All entries for Wednesday 07 November 2007
November 07, 2007
- starting point: one machine, running the whole stack
- scaling from 1->n app servers is hard
– backing up large datasets is hard
– scaling filesystems to large numbers of clients is hard
– inter-app communications is hard
– managing traffic spikes is hard
– managing load fluctuations is hard
- Amazon offerings: s3: 15c/GB; ec2 10c cpu/hour
- s3: redundant storage; as much as you like. 5GB per object (large files have to be split). APIs are HTTP or BitTorrent
- s3 buckets are a single-level hierarchies (each one must have a unique name). Each bucket contains key-value tuples
- APIs for most languages
- EC2: linux 2.6.16 Xen images; Can have small, medium or large servers; large is 4 dual-core processors, 15GB RAM, 1.6TB storage. Storage is not persistent; when the instance is spun down the storage is lost
- ACLs for host/port access
- commandline toolsets for stopping/starting instances
- SQS: reliable messaging service. 256KB message payload. pay per-message (10c/1000 messages). Basic permissions model
– backup (s3sync.rb: like rsync)
– S3 asset host: Use S3 to hold large files rather than serving them locally.
– S3: authenticated downloads; s3 can make files publicly available for a short period of time (~2 s) if the user presents a specific token
– rails: attachment_fu does this for you automatically
-load fluctuation: start additional servers with cron for busy periods; or even use monitoring system to detect h igh load and spin up new machines
- to make storage persistent; have a slave database which syncs periodically to s3
- Problems: dynamic IP addresses makes it hard to manage the loadbalancing, can’t specify DB server very well.
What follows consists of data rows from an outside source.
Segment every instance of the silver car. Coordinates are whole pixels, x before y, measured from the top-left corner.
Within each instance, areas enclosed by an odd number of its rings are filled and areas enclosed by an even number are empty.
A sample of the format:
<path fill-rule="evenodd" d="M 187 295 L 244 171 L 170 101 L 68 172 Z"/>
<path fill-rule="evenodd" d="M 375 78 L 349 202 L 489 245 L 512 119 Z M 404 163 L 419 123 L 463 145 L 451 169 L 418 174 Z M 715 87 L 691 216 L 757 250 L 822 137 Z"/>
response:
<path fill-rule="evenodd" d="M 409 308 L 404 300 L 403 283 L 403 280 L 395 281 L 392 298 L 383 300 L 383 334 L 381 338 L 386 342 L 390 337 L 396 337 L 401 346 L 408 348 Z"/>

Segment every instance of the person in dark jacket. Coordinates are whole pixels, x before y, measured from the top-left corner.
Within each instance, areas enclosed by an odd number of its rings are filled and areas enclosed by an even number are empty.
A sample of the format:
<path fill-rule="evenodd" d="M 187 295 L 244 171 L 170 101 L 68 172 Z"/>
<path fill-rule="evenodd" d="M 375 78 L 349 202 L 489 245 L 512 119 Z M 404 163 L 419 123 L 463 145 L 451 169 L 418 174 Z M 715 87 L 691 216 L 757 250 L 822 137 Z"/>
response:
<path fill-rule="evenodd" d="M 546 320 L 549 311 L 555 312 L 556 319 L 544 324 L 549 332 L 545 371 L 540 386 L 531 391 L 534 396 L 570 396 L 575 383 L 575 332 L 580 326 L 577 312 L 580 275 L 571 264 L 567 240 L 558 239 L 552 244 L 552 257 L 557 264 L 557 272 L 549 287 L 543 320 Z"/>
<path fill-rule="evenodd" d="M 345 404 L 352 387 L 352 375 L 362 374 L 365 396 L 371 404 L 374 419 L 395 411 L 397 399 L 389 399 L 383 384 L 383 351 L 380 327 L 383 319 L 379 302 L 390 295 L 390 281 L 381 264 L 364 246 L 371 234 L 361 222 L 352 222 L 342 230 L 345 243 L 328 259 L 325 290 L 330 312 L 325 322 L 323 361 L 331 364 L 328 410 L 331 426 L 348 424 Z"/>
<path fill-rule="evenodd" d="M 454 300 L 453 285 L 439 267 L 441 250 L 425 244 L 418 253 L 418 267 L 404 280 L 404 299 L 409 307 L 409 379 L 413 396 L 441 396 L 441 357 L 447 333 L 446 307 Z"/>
- Solution: run DB server in-house, just use EC2 for app servers for surplus capacity; VPN through from your DC to EC2. Still problems with latency between your DC and EC2
- http://g.ho.st – entirely built with AWS. No datacentre of their own
- High quality and low cost; occasional problems with latency/integrity and vendor lock-in
James Kalbach, LexisNexis
- Metadata: Owner-created (controlled vocabulary), technically generated (search-generated), user-generated (tagging). Which to use is situational; each has pros and cons
- tagging != tag cloud; there are other ways to present it
- Why do people tag? 1: to find stuff for themselves 2: To share with others
- 3 stages of tagging: creating tags; using and managing your own tags; using other peoples tags
- UIs need to encourage tagging for it to work; make the field (a) visible, and (b) large if you want rich and abundant tags (Which you do)
- make suggestions for tags
- provide multiple views onto tags – favourite, recent, popular
- don’t make tags be the only way of searching for resources
- allow of combinations of tags (e.g. del.icio.us related tags)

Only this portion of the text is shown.